August 21st, 2008 by Ivana

Il simbolo delle Olimpiadi 2008 di Pechino, il Bird’s Nest, diventa una seduta. Lo stadio a nido di uccello ha affascinato veramente tutti e solleticato anche la fantasia dei giovani designer. Il sofisticato (ed ingegneristico) intreccio di acciaio ha dato vita alla struttura più fotografata e commentata di Pechino.
Ultimamente, per altro, se ne sta parlando ancora di più visti i risultati ottenuti dalla Cina in ambito ambientale.

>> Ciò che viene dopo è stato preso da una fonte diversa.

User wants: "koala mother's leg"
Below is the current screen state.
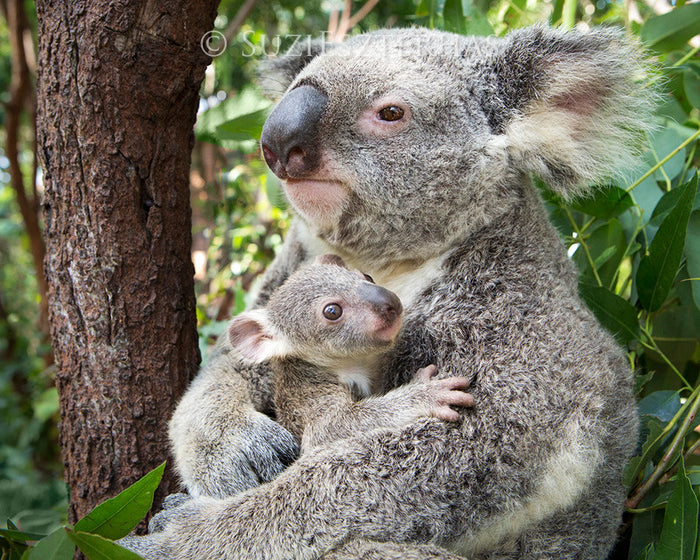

Il cielo è finalmente limpido a Pechino, la testardarggine dei cinesi ha dato i suoi frutti (sono state chiuse per l’occasione tutte le fabbriche ed i cantieri ed il traffico è stato ridotto all’osso, ma chissà cosa succederà dopo che si spegneranno i riflettori…) e il Bird’s Nest spicca più bello che mai incorniciato dal cielo azzurro e il sole di Pechino.
Ma ritorniamo alla seduta. E’ stata progettata dal designer Thimothy Schreiber e si ispira ovviamente alla forma del Bird’s Nest, leggermente modificata per risultare più comoda ed ergonomica. L’intreccio la rende particolarmente resistente ma leggermente flessibile e confortevole.
Non è la seduta da Red Dot Award, ma è la dimostrazione di come il Bird’s Nest Stadium sia una struttura vincente ed affascinante.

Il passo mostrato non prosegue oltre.